I rest my case.  Mahi Mahi mono blocks are so good.  And Manley Labs is correct.....Tubes Rule!  Never had a doubt.  Now you can play the tube rolling game with Upscale Audio.  

It is mind blowing how different these amps sound with tube and power cord upgrades.  I run Patrick Cullen.  You may like others.  The timbre, resolution and attack of the amps will change appropriately with upgrades.

The Steelhead is great and voiced well for the Mahi, but you may not need to go beyond the Jumbo Shrimp (no phono).  That was my match up until the Manley Neo Classic 300B with Takatsuki 300B tubes.  Enjoy the ride.  

You have done well grasshopper.
Orpheus10 , you are right. Tubes gives a louder sound, but more correct. When the tube-amp is 40 W, than he gives constantly 40 W. I had a Copland 405 tubes (25w) ,with the Audio Monitor PL 300 (350w): In a room of 55m2. It sounded incredibly beautiful. You gonna enjoy it!!!!  When you play exactly 10 W in your room ,after an hour ,  you go walk in the park ,because it’s very loud
Please correct me if I'm wrong as I am not an expert but I have always felt that that the higher current amps give much better control over the speaker. Damping also plays a critical role. I feel like watt ratings although important are usually a marketing term to ill informed consumer.
Please correct me if I'm wrong as I am not an expert but I have always felt that that the higher current amps give much better control over the speaker. Damping also plays a critical role. I feel like watt ratings although important are usually a marketing term to ill informed consumer.
Actually no speaker needs more than 20:1 for a damping factor and many need less. If the damping factor is too high the speaker is overdamped and an unnatural phenomena known as 'tight bass' occurs. Many audiophiles like tight bass, but its a coloration.
I can tell you on my experience using 50 watts manley stingray with thiel cs 6.3 and even with larger cs 6s. Stingray perfectly drived cs 3.6 s for many years. Later i used 200 and 300 watts solid state amps with the same speakers.
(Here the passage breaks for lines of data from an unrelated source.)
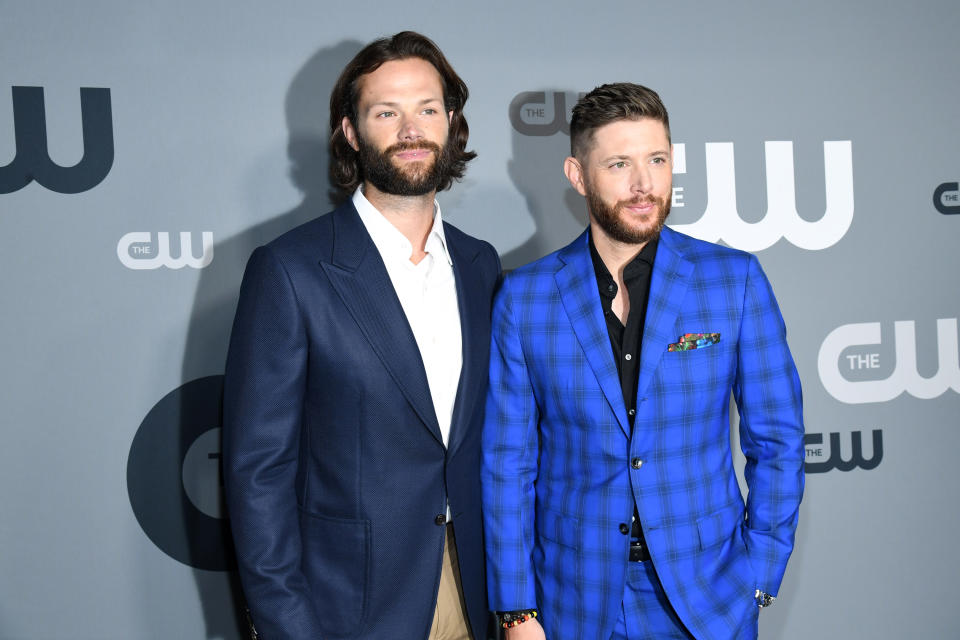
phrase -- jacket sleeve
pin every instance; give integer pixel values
(509, 465)
(768, 396)
(263, 399)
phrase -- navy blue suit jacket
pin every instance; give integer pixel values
(334, 466)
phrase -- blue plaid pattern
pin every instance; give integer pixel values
(561, 468)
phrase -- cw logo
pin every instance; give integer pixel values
(137, 251)
(542, 113)
(836, 461)
(946, 198)
(720, 220)
(32, 159)
(531, 114)
(904, 378)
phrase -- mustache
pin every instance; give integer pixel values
(652, 199)
(412, 146)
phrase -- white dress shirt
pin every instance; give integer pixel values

I cannot say that there was a luck of power from stingray
Actually no speaker needs more than 20:1 for a damping factor and many need less. If the damping factor is too high the speaker is overdamped
True, above 20 it practically doesn't matter.  What difference could possibly 8/20 = 0.4 ohm make, when you already have about 6 ohm in the circuit (approx. 6 ohm is resistive impedance of 8 ohm speaker). 
Difference between DF=200 and DF=20 is like 6.04 ohm vs 6.4 ohm (6% difference for damping).   Difference between DF=200 and DF=2000 is even smaller  0.6%

The bottom line is “ You won’t know until you try it “. However , I went down this Rabbit Hole with a 30wpc integrated and speakers that needed 40 watts , but were more at home with 200. In my scenario it sounded fairly nice , but couldn’t play loud or have any Slam . You need a bigger amp/amps . Something like Rogue Mono Blocs that have a SS power supply and KT -120’s. Go big or be disappointed . The Manleys are somewhat particular , so read up . They would be great with some DeVore’s or some other dynamic , easy to drive speaker . A pair of Bob Latinos 120 watt monos would be sweet with your speakers and very affordable. Cheers , Mike B.